Localized Calibrated Uncertainty in Code Language Models
David Gros, Prem Devanbu

TL;DR
This paper introduces techniques to localize and calibrate uncertainty in code language models, enabling better identification of parts of generated code likely to need editing, with implications for AI oversight.
Contribution
It presents a dataset of minimal intent aligning patches and compares probing techniques for well-calibrated uncertainty estimation in code generation.
Findings
Probes with small models achieve low calibration error.
Calibration techniques generalize somewhat to natural language errors.
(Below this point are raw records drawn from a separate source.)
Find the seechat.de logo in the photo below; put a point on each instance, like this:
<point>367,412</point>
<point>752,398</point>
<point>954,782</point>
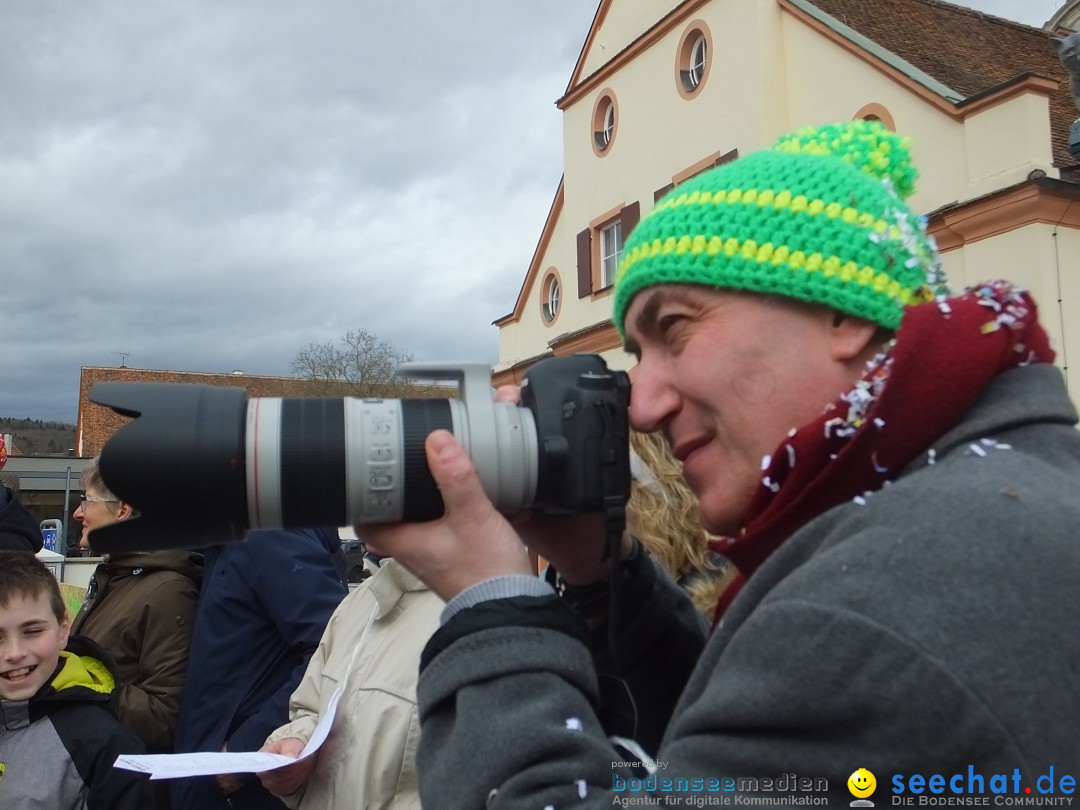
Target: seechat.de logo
<point>862,784</point>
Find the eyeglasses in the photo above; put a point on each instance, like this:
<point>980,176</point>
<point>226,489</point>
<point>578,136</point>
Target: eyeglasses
<point>94,499</point>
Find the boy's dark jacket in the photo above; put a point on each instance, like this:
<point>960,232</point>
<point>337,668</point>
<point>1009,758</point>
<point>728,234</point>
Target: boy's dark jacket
<point>57,748</point>
<point>18,528</point>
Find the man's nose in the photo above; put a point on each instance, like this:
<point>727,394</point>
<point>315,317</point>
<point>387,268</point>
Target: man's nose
<point>652,400</point>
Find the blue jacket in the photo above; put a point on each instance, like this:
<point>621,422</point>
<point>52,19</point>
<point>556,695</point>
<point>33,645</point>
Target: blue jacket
<point>264,606</point>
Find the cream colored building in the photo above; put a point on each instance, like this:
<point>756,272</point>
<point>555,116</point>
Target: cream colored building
<point>663,91</point>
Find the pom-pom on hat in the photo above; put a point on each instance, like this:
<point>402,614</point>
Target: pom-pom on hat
<point>820,217</point>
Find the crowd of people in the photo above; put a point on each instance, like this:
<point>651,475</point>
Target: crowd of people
<point>850,547</point>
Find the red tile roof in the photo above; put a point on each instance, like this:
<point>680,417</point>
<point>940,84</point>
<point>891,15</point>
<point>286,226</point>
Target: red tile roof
<point>969,51</point>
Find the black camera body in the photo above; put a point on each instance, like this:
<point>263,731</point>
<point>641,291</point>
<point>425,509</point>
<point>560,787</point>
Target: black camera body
<point>204,464</point>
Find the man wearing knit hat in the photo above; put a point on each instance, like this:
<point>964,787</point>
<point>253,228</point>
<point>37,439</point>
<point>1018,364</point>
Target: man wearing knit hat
<point>893,472</point>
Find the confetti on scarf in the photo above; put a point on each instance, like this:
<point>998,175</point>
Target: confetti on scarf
<point>945,352</point>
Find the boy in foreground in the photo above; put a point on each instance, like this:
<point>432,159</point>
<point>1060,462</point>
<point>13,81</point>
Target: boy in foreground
<point>58,737</point>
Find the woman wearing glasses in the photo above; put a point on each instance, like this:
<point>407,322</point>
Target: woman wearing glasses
<point>139,608</point>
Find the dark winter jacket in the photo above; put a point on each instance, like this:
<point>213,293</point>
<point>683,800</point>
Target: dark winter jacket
<point>927,629</point>
<point>57,748</point>
<point>18,528</point>
<point>264,606</point>
<point>140,608</point>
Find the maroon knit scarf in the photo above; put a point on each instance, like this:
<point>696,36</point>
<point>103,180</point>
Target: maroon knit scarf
<point>944,354</point>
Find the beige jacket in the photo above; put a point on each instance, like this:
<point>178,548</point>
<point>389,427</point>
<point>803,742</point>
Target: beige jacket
<point>374,639</point>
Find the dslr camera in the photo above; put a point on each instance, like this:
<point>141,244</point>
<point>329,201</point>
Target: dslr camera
<point>203,464</point>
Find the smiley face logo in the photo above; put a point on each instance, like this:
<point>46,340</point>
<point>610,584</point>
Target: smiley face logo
<point>862,783</point>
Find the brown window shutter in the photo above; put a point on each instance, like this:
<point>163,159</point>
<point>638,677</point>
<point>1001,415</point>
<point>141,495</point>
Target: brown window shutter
<point>630,215</point>
<point>584,262</point>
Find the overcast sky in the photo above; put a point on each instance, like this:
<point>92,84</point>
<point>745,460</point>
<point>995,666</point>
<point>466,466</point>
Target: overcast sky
<point>208,186</point>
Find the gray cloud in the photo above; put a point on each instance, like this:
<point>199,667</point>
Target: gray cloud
<point>210,186</point>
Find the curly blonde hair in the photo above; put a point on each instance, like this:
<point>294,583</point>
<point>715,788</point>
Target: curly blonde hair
<point>662,514</point>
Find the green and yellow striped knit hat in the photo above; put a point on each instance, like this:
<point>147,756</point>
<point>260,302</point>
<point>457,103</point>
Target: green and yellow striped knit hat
<point>819,217</point>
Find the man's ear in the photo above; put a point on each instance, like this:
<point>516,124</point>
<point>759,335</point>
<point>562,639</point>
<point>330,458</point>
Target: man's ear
<point>853,338</point>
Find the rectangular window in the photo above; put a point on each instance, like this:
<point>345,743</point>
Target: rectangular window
<point>610,247</point>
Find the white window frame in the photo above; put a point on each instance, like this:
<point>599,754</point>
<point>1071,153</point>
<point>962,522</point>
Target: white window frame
<point>609,258</point>
<point>699,58</point>
<point>551,299</point>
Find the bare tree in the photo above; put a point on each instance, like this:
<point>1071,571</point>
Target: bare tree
<point>359,359</point>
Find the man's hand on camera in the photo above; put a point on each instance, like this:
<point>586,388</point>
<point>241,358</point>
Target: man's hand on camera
<point>472,542</point>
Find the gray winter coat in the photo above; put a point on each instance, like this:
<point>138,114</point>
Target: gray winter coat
<point>929,631</point>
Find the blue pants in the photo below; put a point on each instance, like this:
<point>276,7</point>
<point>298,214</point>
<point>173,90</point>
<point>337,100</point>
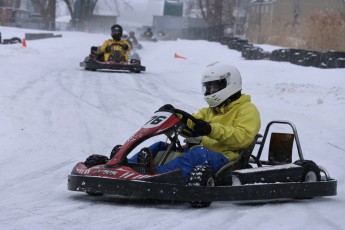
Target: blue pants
<point>197,155</point>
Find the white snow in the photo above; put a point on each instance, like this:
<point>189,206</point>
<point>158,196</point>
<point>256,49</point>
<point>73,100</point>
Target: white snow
<point>54,114</point>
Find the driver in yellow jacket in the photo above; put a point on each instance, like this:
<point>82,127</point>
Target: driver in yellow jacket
<point>115,44</point>
<point>228,125</point>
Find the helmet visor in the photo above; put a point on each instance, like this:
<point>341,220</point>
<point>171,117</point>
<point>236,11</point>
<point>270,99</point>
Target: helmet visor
<point>212,87</point>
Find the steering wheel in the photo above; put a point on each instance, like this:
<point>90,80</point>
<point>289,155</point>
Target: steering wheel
<point>187,131</point>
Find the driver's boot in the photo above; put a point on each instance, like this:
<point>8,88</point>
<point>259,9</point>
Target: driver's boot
<point>146,160</point>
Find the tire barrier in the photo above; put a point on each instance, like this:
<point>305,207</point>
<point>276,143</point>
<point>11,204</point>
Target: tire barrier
<point>13,40</point>
<point>325,60</point>
<point>35,36</point>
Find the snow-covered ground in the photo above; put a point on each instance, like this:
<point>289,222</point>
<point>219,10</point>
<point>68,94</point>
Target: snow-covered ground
<point>54,114</point>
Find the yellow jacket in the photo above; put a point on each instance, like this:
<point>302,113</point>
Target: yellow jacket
<point>110,42</point>
<point>234,126</point>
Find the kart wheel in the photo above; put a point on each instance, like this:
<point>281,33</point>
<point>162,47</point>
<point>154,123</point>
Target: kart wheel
<point>95,193</point>
<point>201,175</point>
<point>95,159</point>
<point>311,172</point>
<point>16,40</point>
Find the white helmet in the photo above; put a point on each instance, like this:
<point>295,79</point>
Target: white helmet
<point>225,77</point>
<point>125,35</point>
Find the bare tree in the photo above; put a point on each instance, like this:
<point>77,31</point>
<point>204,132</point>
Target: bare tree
<point>80,10</point>
<point>47,9</point>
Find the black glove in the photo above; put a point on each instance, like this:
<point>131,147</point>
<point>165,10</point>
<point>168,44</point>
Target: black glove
<point>166,107</point>
<point>124,46</point>
<point>202,128</point>
<point>108,49</point>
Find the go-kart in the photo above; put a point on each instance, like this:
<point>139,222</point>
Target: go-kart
<point>246,179</point>
<point>116,61</point>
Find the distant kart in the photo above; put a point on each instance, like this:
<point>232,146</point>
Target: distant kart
<point>116,62</point>
<point>246,179</point>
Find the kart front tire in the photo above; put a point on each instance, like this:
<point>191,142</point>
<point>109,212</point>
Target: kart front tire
<point>201,175</point>
<point>311,172</point>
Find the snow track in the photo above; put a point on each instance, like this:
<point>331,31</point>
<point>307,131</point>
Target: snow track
<point>54,114</point>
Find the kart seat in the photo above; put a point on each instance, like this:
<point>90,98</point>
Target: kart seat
<point>224,173</point>
<point>280,148</point>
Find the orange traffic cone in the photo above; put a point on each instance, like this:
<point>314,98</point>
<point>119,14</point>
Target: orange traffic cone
<point>23,42</point>
<point>179,56</point>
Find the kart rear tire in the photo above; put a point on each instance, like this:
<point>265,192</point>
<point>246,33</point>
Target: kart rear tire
<point>201,175</point>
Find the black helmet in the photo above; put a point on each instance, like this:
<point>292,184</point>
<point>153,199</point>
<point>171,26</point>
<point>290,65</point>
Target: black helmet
<point>116,32</point>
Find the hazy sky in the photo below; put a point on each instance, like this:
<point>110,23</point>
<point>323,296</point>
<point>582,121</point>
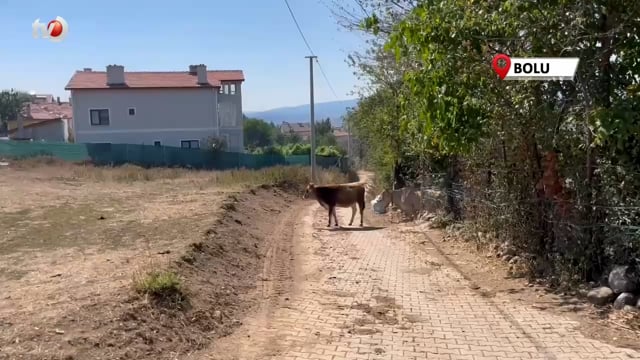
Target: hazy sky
<point>258,37</point>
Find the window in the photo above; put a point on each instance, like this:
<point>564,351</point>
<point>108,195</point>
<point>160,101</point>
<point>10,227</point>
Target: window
<point>190,144</point>
<point>99,117</point>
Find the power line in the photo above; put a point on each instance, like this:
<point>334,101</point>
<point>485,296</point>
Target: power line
<point>326,79</point>
<point>324,75</point>
<point>298,26</point>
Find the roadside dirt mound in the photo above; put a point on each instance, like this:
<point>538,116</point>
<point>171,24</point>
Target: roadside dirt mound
<point>218,271</point>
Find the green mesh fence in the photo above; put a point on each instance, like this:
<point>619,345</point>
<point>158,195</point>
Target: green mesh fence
<point>157,156</point>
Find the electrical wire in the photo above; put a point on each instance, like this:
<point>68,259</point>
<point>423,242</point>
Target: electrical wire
<point>324,75</point>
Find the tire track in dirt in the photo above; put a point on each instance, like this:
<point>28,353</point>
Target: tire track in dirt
<point>256,339</point>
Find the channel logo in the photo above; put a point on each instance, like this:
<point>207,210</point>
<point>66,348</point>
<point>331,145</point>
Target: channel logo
<point>55,30</point>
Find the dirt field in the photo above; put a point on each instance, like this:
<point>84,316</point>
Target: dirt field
<point>74,239</point>
<point>261,277</point>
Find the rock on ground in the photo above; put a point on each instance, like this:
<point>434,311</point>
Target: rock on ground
<point>624,299</point>
<point>600,296</point>
<point>623,279</point>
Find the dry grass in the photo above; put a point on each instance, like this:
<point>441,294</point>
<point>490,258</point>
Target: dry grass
<point>73,235</point>
<point>275,175</point>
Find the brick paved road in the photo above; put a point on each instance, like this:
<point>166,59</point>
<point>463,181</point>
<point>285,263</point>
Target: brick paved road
<point>369,295</point>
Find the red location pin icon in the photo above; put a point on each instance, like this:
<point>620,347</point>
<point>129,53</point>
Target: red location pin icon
<point>501,71</point>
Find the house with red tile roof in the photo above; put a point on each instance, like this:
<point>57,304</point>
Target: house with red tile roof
<point>301,129</point>
<point>43,119</point>
<point>173,108</point>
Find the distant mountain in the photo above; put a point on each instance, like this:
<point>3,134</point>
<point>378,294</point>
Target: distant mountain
<point>334,110</point>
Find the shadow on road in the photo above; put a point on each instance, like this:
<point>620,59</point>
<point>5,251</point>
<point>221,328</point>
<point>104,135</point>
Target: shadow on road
<point>355,228</point>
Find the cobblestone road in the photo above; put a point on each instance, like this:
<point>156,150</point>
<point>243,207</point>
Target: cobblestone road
<point>369,295</point>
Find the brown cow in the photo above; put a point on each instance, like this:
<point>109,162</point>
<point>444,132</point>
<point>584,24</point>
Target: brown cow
<point>341,195</point>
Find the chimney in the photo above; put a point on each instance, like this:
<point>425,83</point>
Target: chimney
<point>115,75</point>
<point>21,114</point>
<point>201,70</point>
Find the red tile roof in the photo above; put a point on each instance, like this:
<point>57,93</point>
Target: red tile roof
<point>31,124</point>
<point>47,111</point>
<point>142,80</point>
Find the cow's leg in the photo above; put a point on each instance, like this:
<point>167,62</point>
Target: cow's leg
<point>353,213</point>
<point>361,206</point>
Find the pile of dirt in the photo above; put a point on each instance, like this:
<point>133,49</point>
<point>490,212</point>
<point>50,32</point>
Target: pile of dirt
<point>218,272</point>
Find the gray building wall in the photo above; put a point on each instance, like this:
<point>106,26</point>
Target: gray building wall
<point>165,115</point>
<point>230,115</point>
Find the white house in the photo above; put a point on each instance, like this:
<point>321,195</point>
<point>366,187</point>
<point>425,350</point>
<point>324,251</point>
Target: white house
<point>178,108</point>
<point>43,119</point>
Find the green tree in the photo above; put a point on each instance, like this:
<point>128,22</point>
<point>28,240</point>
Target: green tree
<point>11,103</point>
<point>258,133</point>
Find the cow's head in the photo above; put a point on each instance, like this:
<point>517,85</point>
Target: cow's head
<point>308,191</point>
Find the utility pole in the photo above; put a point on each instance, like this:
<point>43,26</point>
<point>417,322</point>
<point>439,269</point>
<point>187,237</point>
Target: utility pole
<point>349,141</point>
<point>313,124</point>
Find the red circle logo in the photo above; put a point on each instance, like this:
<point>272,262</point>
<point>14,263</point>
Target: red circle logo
<point>54,28</point>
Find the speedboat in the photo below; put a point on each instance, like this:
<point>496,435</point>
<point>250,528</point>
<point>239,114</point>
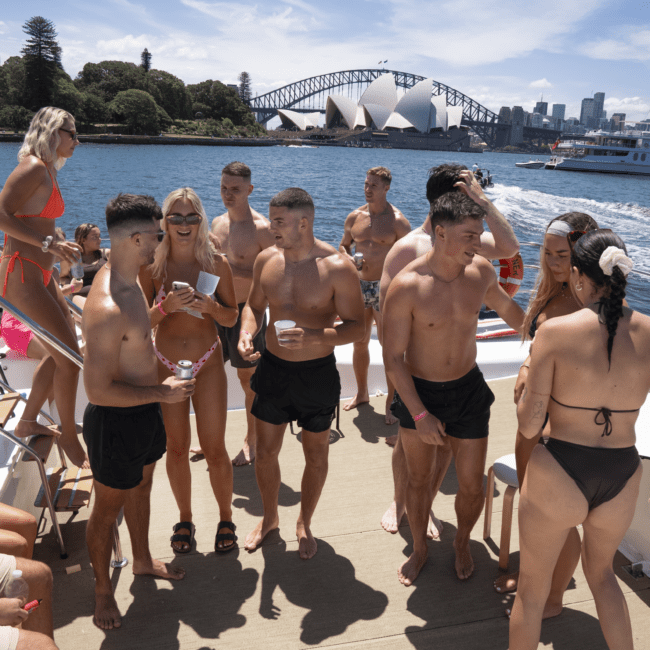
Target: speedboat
<point>531,164</point>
Achieved Brier Skill Score of approx 0.2 on code edits.
Abstract
Large Language models (LLMs) can generate complicated source code from natural language prompts. However, LLMs can generate output that deviates from what the user wants, requiring supervision and editing. To support this process, we offer techniques to localize where generations might be misaligned from user intent. We first create a dataset of "Minimal Intent Aligning Patches" of repaired LLM generated programs. Each program uses test cases to verify correctness. After creating a dataset of programs, we measure how well various techniques can assign a well-calibrated probability to indicate which parts of code will be edited in a minimal patch (i.e., give a probability that corresponds with empirical odds it is edited). We compare white-box probing (where we propose a technique for efficient arbitrary-span querying), against black-box reflective and self-consistency based approaches.…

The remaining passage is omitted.